El café de la esquina estaba abarrotado cuando llegaron. A la entrada el paragüero se había transformado en un colorido ramo de flores cubiertas de rocío, y el local hablaba en veinte idiomas a la vez, todos embriagados por el mismo aroma de pan caliente, café y té. Su mesa estaba ocupada. Se miraron con resignación al tiempo que el camarero, mirándoles de reojo, tapaba dos cafés para llevar, uno solo, el otro con crema, y los metía en una funda de papel con tres panes dulces recién horneados. La caja registradora sonó al tiempo que ella cogía la funda y regresaban cogidos de la cintura a la calle. La lluvia había amainado algo. Ella guardó la funda de papel con los panes y los cafés bajo su abrigo y juntos apresuraron el portal número cinco de la calle. La puerta se cerró justo delante de ellos. Con un rápido ademán, el sacó las llaves y abrió y se precipitaron por las escaleras del vestíbulo hacia el ascensor, que con un chasquido metálico y una luz amarilla se elevaba justo en esos momentos. Un con maldición y una sonrisa escrita en sus labios, se quedaron mirándose con los dedos entrelazados en la reja metálica del ascensor. Las sonrisas se tornaron poco a poco en un beso que acabó en otra sonrisa y otra sonrisa pícara después cuando ella se soltó de pronto y echó a correr escaleras arriba. Él la siguió sabiendo que no podía ganar. Cuando llegó al descanso del 7º, ella le esperaba sonriente, la espalda apoyada contra la puerta del paramento y los brazos cruzados sobre su pecho al tiempo que decía que no con la cabeza y sonreía. Él caminó con fingida fatiga hasta ella,buscando en sus bolsillos las llaves de la puerta.
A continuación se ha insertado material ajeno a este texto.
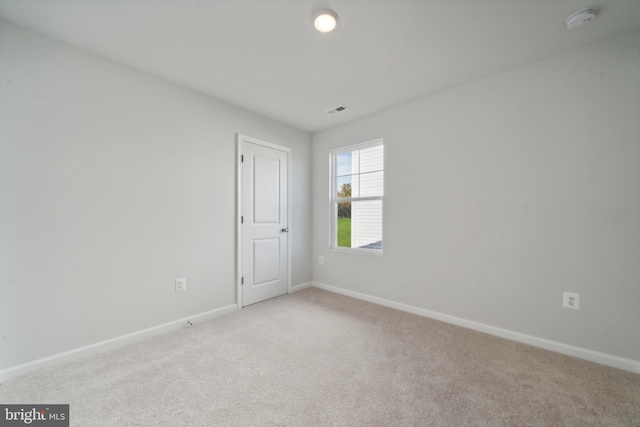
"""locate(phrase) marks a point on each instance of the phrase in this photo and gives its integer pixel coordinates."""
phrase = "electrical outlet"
(571, 300)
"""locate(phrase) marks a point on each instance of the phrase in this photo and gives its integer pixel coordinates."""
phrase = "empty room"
(301, 213)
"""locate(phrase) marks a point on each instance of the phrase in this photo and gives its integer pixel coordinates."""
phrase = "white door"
(264, 222)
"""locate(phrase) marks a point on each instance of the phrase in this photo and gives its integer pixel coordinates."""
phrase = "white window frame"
(334, 200)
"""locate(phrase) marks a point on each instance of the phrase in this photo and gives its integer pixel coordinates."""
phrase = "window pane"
(370, 184)
(343, 224)
(343, 164)
(359, 224)
(371, 159)
(344, 186)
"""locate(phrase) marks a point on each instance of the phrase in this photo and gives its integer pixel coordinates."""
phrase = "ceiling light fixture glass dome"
(325, 20)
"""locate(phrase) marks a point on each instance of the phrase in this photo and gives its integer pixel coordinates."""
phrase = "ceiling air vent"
(337, 110)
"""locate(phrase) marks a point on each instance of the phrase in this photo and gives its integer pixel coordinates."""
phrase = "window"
(357, 193)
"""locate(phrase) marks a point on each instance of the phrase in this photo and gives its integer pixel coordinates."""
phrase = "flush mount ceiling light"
(581, 17)
(325, 20)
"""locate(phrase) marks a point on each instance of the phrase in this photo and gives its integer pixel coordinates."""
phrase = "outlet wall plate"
(181, 284)
(571, 300)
Cuando las encontró, ella estiró sus brazos impidiéndole encontrar la cerradura, atrapando entre sus manos las manos y las llaves de él, hasta que el juego se volvió otro beso y la puerta se abrió tras ellos.
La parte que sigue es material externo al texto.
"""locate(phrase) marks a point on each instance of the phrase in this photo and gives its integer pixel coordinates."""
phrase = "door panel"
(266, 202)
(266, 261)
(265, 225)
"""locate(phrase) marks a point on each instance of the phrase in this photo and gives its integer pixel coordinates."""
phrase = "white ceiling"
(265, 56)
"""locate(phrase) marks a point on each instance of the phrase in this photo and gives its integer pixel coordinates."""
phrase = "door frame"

En el departamento se sentía la tranquilidad de una tarde de lluvia sin prisas. La lluvia golpeaba los cristales de la cocina cuando él dejaba la funda con los panes y los cafés y preparaba una sencilla mesa: dos manteles individuales, dos cucharillas para café, dos servilletas y un azucarero en medio de la mesa, una sencilla cestita de mimbre con los panes recién horneados. Ella pareció justo cuando él acaba de colocar los panes y los cafés, cada uno en su puesto. Se había quitado el abrigo y arreglado el cabello, el jersey blanco de cuello alto marcaba sensualmente las figura de su talle y sus pechos mientras caminaba con aire inteligente hacia la mesa. Sin disimulo tomó uno de los cafés y lo situó junto al otro en el mismo mantel individual, y le tomó de la mano haciéndole sentarse en la silla junto a la ventana, dejando justo el sitio preciso para que ella se sentase ahí junto él, una silla y dos cafés, mirándose a los ojos que se cerraban una vez más mientras la lluvia lavaba por fuera los cristales. El siguiente beso supo a café, los labios cálidos tenían la textura del pan recién horneado y cada beso se fue convirtiendo en el más dulce bocado de una tarde de lluvia, de una noche de lluvia, y una madrugada para secar las ropas bajo los rayos argénteos de la luna.